Ordre du travail. Tamisez la farine. Beurrez le moule et saupoudrez-en l’intérieur avec la chapelure. Prenez une terrine de faïence de moyenne grandeur pour y pouvoir battre à l’aise la pâte. À l’aide d’une large cuillère de bois, travaillez-y d’abord le beurre. Lorsqu’il est parfaitement lisse, ajoutez une cuillerée seulement de crème. Travaillez jusqu’à ce qu’elle soit absolument confondue avec le beurre ; cette première cuillerée est la plus longue à délayer. Ajoutez le sel. Ajoutez ensuite un jaune d’ œuf. Battez pour bien mélanger. Après quoi, ajoutez une cuillère de farine. Délayez en battant la pâte .

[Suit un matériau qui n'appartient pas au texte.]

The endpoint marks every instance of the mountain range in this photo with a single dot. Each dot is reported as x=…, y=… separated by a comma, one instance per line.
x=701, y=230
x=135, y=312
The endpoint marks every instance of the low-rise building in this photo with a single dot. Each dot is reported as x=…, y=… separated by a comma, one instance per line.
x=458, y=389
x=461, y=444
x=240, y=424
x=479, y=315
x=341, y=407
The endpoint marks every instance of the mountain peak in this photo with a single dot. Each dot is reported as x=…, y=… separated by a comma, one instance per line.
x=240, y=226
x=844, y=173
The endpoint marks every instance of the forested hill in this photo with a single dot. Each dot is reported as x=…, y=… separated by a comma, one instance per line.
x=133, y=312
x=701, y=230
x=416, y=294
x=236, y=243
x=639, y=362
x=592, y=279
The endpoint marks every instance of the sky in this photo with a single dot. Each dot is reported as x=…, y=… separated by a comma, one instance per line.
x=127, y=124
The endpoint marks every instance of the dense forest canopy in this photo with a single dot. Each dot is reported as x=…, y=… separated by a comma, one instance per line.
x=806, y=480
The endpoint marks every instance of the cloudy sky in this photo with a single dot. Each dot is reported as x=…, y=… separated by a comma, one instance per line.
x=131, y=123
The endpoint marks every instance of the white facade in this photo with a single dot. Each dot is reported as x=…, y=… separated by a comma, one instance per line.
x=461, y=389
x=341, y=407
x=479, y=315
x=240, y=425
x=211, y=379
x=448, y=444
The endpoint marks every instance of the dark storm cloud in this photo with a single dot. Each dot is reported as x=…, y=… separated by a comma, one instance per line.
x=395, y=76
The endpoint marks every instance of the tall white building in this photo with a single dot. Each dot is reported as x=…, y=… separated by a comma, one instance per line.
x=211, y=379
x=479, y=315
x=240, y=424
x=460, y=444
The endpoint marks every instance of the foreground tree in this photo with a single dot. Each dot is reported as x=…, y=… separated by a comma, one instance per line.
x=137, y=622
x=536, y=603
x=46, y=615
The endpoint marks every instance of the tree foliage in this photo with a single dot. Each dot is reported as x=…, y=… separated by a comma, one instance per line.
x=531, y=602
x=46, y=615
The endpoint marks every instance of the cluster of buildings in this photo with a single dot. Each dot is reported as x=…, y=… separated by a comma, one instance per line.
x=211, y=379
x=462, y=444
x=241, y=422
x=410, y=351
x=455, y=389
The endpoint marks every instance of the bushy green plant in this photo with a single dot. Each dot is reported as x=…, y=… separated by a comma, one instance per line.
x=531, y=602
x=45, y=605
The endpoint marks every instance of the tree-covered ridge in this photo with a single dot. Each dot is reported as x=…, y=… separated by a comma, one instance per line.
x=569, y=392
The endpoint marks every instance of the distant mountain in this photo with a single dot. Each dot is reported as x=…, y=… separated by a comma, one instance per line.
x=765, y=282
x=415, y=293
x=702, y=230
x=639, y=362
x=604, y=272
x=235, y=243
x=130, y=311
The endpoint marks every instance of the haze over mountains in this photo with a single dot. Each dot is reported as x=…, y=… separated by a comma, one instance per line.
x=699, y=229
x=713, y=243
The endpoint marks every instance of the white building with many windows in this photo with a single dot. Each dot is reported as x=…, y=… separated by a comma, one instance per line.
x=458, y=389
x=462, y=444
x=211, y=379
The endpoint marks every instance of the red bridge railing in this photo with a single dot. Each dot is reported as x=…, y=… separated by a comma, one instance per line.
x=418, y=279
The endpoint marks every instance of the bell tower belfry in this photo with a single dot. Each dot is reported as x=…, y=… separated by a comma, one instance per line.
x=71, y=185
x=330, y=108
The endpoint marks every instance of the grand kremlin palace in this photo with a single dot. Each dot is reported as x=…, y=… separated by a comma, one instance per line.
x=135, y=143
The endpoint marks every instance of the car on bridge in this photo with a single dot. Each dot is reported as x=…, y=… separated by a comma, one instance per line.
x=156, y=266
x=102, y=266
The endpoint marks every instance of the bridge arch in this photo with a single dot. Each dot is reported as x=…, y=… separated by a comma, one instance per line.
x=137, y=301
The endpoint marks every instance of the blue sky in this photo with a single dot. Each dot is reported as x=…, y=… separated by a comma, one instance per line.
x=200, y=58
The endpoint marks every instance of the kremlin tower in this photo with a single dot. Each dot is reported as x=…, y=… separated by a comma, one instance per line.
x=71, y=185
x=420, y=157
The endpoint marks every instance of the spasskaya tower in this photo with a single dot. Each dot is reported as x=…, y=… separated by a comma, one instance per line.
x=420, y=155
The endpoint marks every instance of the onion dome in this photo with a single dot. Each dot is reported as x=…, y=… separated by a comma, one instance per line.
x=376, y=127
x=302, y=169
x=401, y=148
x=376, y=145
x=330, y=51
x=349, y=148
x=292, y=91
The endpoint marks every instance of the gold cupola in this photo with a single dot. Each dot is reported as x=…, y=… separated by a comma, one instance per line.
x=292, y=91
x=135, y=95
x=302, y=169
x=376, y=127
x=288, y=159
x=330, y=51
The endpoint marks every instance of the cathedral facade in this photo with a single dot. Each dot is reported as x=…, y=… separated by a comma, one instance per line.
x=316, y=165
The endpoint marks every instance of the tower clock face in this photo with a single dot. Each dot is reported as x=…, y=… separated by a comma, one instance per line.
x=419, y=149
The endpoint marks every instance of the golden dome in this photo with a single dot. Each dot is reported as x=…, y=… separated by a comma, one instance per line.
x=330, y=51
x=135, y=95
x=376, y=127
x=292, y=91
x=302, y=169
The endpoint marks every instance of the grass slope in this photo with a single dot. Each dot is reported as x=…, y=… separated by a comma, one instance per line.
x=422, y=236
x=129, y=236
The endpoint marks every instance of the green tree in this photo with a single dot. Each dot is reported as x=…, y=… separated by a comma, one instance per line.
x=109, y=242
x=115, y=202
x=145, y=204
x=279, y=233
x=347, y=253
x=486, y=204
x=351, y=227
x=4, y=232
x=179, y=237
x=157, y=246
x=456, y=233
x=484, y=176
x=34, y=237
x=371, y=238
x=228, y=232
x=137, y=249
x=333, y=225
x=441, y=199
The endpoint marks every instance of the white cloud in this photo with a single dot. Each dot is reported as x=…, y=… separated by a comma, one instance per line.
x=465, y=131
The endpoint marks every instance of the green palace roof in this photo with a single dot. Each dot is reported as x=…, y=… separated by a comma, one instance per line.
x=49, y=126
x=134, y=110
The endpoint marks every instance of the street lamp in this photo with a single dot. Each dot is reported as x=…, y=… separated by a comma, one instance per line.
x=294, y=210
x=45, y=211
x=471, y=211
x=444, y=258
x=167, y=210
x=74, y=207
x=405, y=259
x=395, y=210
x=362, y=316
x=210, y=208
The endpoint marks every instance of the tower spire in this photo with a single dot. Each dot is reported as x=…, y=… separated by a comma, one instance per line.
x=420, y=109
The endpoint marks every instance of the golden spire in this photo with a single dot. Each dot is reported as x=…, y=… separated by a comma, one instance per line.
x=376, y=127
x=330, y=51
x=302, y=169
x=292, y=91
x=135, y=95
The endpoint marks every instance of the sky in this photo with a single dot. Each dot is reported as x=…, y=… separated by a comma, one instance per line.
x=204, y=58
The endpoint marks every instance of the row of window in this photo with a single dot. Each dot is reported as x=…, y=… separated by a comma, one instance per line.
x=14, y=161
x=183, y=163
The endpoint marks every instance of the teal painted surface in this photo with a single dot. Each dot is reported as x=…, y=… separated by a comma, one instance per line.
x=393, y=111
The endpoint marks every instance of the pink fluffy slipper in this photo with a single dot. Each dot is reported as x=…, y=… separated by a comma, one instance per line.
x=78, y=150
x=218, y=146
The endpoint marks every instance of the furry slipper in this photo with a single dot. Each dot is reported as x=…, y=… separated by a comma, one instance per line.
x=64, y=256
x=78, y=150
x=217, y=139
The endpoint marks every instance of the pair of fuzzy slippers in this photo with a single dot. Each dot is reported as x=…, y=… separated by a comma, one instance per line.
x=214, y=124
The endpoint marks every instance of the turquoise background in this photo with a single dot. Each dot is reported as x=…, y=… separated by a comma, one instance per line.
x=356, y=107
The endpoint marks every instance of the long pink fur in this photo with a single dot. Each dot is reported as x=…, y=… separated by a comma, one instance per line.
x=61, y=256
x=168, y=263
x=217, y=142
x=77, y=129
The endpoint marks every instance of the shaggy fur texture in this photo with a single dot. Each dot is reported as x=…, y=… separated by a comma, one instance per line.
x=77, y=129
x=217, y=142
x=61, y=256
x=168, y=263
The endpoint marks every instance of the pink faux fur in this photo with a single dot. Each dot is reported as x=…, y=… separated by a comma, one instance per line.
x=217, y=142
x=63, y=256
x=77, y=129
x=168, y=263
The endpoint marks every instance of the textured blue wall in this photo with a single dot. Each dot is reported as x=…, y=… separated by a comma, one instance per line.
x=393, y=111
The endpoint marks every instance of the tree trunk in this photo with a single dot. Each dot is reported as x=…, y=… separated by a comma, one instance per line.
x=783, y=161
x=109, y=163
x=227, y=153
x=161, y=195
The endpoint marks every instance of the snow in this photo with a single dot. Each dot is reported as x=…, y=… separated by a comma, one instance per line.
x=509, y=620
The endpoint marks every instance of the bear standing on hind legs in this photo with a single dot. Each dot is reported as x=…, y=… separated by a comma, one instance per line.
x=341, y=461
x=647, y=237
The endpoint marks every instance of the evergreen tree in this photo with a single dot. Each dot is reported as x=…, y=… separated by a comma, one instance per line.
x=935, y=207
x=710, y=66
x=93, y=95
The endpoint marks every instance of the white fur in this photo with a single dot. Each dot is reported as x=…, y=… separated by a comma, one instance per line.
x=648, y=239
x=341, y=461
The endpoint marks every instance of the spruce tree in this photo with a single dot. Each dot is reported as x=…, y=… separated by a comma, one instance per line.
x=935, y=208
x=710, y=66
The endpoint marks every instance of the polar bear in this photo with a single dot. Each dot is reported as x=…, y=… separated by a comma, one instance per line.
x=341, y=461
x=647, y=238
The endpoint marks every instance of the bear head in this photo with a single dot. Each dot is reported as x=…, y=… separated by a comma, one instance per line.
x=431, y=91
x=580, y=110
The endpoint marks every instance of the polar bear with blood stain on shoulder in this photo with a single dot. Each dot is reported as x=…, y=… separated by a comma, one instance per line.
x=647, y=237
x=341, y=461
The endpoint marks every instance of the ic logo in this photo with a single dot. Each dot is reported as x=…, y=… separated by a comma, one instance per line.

Reprenez alors l’ordre du début : cuillerée de crème, jaune d’oeuf, cuillerée de farine. Chaque élément étant parfaitement mélangé avant que s’ajoute l’élément suivant, et le mélange s’effectuant par le travail vigoureux de la cuiller, qui doit soulever la pâte assez haut : cela pour faire absorber de l’air à la pâte qui acquiert ainsi plus de légèreté.
Battez ensuite les blancs en neige ferme et incorporez-les à la pâte avec les précautions indiquées. Versez la part d’une seule coulée dans le moule ; frappez légèrement le fond du moule sur la table pour tasser la pâte. Mettez tout de suite au four, directement dans le bas.
Et cette timbale se garnit comme des bouchées à la reine, par exemple.